Mir gefällt, dass der Stahl so widerspenstig ist, einem etwas entgegensetzt und dadurch auch gleichzeitig mitarbeitet. Da man das Material nicht beliebig biegen kann, bestimmt es gewissermaßen die Form der Skulptur mit. Es ist mir nicht möglich, zum Beispiel eine aus Stahl geformte Wirbelsäule endlos lange zu biegen – es entstehen dabei Grenzen, auf die ich reagieren muss.

Ein anderer Grund besteht darin, dass mir oft gesagt wurde, dass man aus Stahl nicht so viel herausholen könne wie aus Stein oder Holz und es nie dieselbe Lebendigkeit haben würde. Das war für mich ein zusätzlicher Ansporn.

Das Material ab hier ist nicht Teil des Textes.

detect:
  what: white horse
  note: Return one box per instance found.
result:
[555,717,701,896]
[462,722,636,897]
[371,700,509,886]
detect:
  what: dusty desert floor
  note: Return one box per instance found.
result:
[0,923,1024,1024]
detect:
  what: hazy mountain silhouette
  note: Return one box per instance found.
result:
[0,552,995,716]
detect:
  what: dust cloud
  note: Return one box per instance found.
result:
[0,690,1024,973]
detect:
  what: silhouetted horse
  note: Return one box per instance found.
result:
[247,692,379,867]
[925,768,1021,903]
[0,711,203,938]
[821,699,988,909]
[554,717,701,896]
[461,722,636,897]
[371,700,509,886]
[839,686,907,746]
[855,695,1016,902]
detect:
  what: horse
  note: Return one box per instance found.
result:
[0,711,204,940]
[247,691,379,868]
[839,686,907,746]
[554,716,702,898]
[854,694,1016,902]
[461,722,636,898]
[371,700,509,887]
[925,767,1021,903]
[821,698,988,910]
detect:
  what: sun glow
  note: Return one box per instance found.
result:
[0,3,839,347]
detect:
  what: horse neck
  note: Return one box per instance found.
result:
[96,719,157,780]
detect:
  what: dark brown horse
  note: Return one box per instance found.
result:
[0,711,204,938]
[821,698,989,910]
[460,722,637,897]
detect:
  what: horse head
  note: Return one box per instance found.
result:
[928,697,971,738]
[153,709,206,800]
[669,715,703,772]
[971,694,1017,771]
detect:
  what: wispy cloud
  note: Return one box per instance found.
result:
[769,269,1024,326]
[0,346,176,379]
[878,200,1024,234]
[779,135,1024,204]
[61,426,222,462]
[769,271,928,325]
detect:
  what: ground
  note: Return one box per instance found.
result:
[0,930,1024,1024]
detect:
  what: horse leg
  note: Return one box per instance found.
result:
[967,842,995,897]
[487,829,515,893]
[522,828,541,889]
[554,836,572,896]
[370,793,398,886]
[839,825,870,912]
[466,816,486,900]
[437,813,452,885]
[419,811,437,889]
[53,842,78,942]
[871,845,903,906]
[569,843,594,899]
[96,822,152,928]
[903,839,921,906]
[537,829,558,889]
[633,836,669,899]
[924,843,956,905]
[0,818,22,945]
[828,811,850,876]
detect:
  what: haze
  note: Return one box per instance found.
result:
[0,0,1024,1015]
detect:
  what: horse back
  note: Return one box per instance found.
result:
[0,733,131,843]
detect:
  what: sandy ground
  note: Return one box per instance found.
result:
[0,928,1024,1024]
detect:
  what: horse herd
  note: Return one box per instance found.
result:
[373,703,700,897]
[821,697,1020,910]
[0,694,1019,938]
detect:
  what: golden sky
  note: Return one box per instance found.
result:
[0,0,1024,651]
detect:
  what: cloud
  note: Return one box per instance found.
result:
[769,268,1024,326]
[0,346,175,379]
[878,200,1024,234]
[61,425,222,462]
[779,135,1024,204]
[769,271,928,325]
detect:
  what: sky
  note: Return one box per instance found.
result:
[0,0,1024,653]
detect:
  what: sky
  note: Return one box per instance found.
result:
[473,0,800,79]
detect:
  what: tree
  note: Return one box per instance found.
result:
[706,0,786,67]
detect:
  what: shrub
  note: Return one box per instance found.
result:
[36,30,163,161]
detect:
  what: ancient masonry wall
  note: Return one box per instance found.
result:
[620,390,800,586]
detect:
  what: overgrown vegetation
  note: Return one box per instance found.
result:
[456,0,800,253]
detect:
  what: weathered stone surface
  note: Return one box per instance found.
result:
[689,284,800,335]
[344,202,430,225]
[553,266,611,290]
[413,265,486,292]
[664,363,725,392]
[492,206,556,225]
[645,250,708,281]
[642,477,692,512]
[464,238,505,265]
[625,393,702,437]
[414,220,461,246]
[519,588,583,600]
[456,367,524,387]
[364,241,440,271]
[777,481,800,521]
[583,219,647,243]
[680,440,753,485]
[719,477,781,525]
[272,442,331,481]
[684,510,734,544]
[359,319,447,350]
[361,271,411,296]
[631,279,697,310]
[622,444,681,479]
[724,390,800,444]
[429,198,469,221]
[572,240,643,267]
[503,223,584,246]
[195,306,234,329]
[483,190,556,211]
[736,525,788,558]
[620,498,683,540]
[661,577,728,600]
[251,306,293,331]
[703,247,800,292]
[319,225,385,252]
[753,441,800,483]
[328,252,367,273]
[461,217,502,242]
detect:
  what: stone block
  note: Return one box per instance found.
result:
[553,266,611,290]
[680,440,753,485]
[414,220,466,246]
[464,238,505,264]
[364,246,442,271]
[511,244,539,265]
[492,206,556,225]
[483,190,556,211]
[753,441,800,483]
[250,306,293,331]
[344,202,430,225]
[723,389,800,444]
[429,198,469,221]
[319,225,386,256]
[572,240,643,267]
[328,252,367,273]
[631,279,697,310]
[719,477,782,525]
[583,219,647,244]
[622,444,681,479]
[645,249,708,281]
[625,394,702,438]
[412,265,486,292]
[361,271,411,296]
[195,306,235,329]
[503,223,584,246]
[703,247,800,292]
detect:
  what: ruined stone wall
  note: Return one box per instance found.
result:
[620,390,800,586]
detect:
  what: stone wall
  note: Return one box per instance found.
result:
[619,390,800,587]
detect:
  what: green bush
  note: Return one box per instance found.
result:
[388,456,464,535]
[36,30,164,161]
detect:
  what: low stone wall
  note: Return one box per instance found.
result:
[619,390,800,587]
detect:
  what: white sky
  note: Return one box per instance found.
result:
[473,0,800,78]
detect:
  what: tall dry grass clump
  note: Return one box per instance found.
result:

Sehen Sie den Stahl demnach als etwas Lebendiges an?

Durchaus. Das Material ist schon uralt und etwas, das die Menschheit schon lange begleitet sowie deren Entwicklung beeinflusst hat. Ich empfinde den Stahl als organisch und lebendig; durch die natürliche Witterung entwickelt sich das Material weiter und bildet eine einzigartige Färbung aus.

Ihr Arbeitsprozess – das freihändige Schmieden Ihrer Stahlarbeiten – ist ungewöhnlich. Können Sie Ihre Technik kurz erläutern?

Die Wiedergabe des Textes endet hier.